If you’re finished with System Configuration, you can close the tab just as you would with an Internet browser.
The left-hand pane, called Graph Explorer, provides access to a number of pre-defined analysis graphs. These graphs are categorised in System Activity, Computation, Storage, Memory, Power and others depending on the options selected during trace capture.
Expanding a category provides access to the graphs. Double-clicking a graph adds it to the current analysis view -
Here, I’ve added the CPU Usage (Sampled) graph and its data table.
As more graphs are added to the analysis view, they’re stacked on top of each other and the analysis view gains a vertical scroll bar.
Graphs may be highly customised and their display is tied to the ordering of columns in their attached data table. You’ll see a lot of examples of this as the blog series continues but for now, understand this -
- Columns to the left of the golden bar trigger aggregation
- Without anything to the left of the golden bar, the table would display every single event as a separate row. In the screenshot above, Process is the aggregator and columns in the middle of the table are added or counted (depending on configuration). Again referring to the screenshot above, we see there were 58,917 events captured for svchost.exe (916)

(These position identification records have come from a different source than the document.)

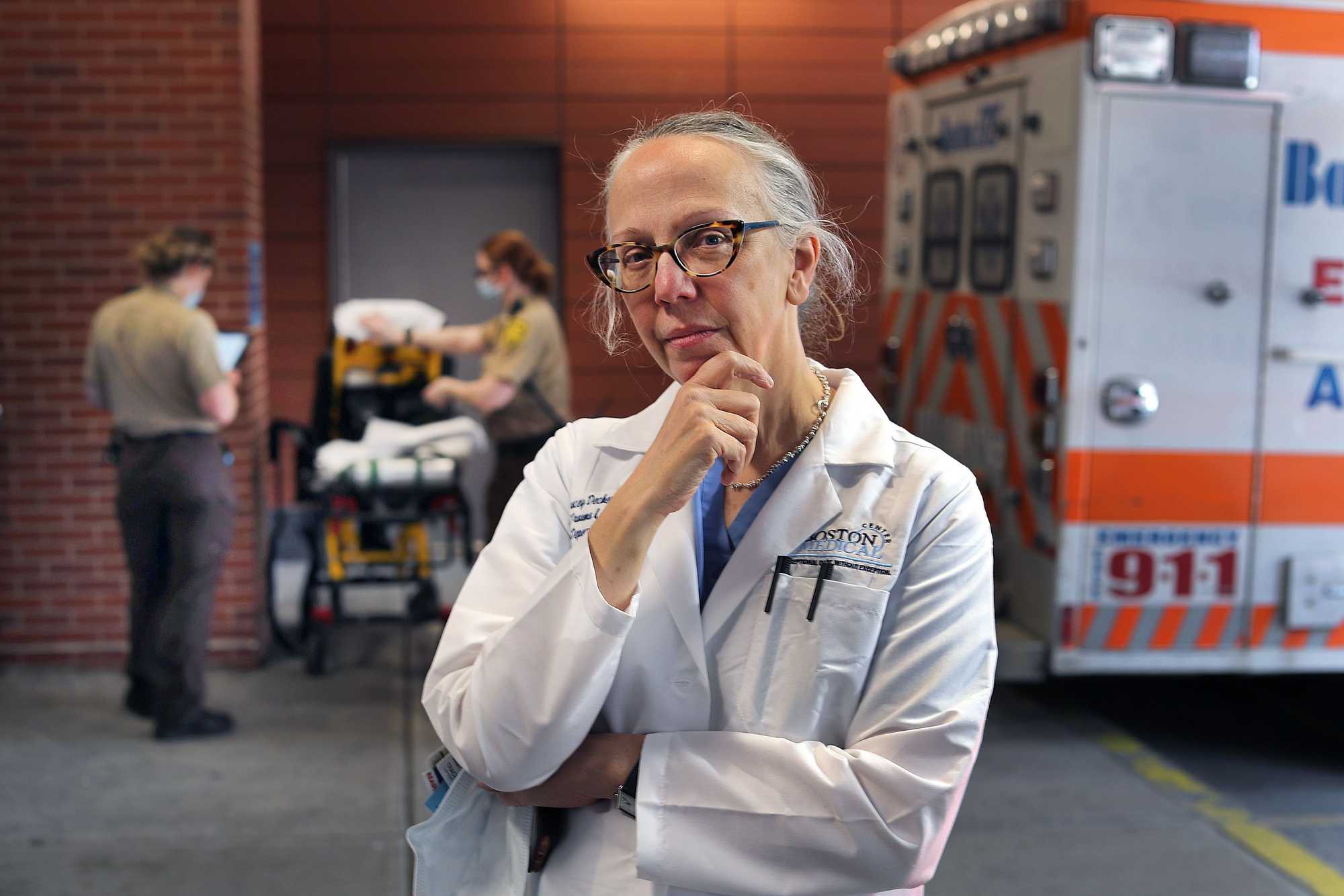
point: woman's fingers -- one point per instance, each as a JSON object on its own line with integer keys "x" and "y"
{"x": 745, "y": 405}
{"x": 733, "y": 452}
{"x": 740, "y": 429}
{"x": 720, "y": 371}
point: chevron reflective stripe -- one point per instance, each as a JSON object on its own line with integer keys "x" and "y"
{"x": 1193, "y": 627}
{"x": 982, "y": 408}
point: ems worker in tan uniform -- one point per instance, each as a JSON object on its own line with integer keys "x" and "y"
{"x": 154, "y": 365}
{"x": 525, "y": 385}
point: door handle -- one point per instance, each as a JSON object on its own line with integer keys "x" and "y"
{"x": 1304, "y": 357}
{"x": 1130, "y": 401}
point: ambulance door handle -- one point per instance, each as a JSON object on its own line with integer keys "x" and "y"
{"x": 1218, "y": 292}
{"x": 1130, "y": 401}
{"x": 1304, "y": 357}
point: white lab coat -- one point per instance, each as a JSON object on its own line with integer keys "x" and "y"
{"x": 783, "y": 756}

- Columns to the right of the blue bar are called the graphing columns and their type determines the graph format
- Numeric columns –> line graphs
- Timestamps –> checkpoint graphs
- A pair of timestamps –> Gantt chart
- An offset column –> state transition graph
To gain a feel for this, I suggest you try opening a few graphs for yourself. Examples of each graph type mentioned above are -
- Computation –> CPU Usage (Sampled)
- System Activity –> Generic Events
- System Activity –> Processes
- Storage –> Disk Offset
During the analysis I’ll show you, there are times where I’ll modify the table. You should be aware that this alters the appearance of the graph.
In situations where I want to maintain the graph but modify the table, I’ll open two instances of the same graph, hide the table of the first instance and hide the graph of the second instance. This is achieved using the buttons in the top right corner of each individual graph -
You’ll often want to focus on a small region of the graph. You may zoom to that region by highlighting it and right-clicking -
Zooming in this way, not only expands the interesting region across the analysis view but also filters the data table to display only events occurring in that region.
Opening WPA provides you with the first analysis view. All graphs in the same analysis view are subject to zooming. In other words, selecting a region in the CPU Utilization (Sampled) graph and zooming to it, performs the same operation on every other graph residing in the same analysis view.
New analysis views allow separate streams of investigation. To create a new analysis view, open a new tab -
For now, I’ve covered WPA in enough detail to make a start on boot and logon performance analysis. As this series continues, I’ll introduce new WPA features in the context of the task I’m talking about.